Range is a big issue in a big country and my four-year-old Tesla S only had a full tank of 330km but note a 2019 version now has 713km in the tank, while a new long-range Tesla Model 3 (half the price) has 620km and my favourite, the Cybertruck, will have more than 800km.
That said, with my 330km range limit, the Tesla told me to stop at Goulburn to Supercharge over a coffee (21 minutes with loo break) and again in Sydney if I wanted to press on to Bathurst that day.
Unbelievably, there are only two Superchargers in all of Sydney and the Broadway one was closed!
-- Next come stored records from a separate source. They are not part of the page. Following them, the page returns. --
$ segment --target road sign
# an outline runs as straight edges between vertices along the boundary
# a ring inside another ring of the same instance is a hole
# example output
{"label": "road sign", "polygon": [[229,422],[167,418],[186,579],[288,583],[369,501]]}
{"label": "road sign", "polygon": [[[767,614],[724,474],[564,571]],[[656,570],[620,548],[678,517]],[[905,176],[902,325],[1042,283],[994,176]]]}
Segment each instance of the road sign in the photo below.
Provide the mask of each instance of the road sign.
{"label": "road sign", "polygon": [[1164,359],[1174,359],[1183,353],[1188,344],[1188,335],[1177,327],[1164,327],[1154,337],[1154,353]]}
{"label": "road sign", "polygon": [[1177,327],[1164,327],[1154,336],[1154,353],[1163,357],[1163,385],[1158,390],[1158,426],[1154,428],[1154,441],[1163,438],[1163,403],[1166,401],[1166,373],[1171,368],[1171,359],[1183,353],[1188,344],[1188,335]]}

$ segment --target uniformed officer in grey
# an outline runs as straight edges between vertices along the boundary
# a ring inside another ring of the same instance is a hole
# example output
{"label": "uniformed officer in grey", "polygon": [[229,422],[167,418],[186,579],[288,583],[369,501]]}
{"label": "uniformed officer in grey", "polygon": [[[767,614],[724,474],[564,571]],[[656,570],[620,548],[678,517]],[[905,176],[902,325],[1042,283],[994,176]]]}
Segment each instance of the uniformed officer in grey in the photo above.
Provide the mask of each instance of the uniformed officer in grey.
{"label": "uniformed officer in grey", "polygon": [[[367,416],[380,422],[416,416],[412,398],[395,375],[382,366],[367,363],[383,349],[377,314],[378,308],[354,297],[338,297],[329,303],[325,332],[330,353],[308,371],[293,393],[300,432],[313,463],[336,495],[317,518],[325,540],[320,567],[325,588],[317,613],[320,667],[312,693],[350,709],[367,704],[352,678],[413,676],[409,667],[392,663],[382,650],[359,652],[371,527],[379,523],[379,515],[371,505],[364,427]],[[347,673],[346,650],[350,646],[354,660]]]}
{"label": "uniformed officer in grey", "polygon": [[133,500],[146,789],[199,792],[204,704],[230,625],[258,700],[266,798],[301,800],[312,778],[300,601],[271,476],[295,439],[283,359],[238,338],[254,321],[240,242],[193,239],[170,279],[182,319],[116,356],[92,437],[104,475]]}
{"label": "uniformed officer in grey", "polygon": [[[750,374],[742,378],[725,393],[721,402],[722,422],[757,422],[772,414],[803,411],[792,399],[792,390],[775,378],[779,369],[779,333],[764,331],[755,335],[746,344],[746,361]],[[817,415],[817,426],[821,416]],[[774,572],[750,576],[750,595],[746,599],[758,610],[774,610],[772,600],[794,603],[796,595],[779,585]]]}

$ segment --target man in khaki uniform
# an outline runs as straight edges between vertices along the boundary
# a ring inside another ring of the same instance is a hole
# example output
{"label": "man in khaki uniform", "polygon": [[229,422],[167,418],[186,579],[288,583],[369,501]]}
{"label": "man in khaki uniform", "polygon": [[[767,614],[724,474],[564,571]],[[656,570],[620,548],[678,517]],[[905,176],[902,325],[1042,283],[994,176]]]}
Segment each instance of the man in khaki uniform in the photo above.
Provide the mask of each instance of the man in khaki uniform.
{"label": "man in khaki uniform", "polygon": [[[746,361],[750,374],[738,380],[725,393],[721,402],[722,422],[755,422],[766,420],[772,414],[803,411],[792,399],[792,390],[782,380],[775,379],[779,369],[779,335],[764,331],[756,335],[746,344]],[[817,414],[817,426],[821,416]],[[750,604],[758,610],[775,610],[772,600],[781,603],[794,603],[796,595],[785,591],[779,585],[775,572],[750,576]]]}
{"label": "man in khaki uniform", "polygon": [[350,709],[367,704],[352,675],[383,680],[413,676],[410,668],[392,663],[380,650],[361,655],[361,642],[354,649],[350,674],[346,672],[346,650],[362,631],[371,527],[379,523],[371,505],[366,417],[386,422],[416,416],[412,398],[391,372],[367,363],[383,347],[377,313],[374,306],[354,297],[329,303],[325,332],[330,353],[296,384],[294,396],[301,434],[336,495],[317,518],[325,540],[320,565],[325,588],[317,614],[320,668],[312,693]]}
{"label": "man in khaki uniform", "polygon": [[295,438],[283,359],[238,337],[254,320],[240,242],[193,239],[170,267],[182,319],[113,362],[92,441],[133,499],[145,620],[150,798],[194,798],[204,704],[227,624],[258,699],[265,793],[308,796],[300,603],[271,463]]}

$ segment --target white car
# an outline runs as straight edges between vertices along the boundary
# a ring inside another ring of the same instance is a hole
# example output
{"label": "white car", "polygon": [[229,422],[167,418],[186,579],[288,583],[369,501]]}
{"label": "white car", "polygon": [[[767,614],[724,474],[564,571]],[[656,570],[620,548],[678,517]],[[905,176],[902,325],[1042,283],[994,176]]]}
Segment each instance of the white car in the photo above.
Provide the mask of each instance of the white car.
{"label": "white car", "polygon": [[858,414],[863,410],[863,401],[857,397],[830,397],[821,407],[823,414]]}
This meant a detour to St Leonards and a forced (but welcome) dinner break of one hour for charging. The timing worked out pretty well this trip, but it could have gotten messy under different circumstances.
I found Tesla Autopilot like driving an iPad on jet-fast wheels.
All the electricity I used was free from Tesla Superchargers (thanks Elon) but if I'd charged at home overnight, my 917km trip would cost $48.87 worth of domestic electricity.
That's around $5.33 per 100km, which is about four times cheaper than the LandCruiser on gas, five times cheaper than on petrol, and half the usual cost of about $15 per 100km.
And with only 20 moving parts, a Tesla is estimated to be 10 times cheaper to maintain than any internal combustion engine vehicle with 2000 moving parts.
Final Tesla impressions: easier to drive, better comfort and safety, will tow my boat, cheaper to run, less to maintain. The jury is in: goodbye LandCruiser, hello Cybertruck.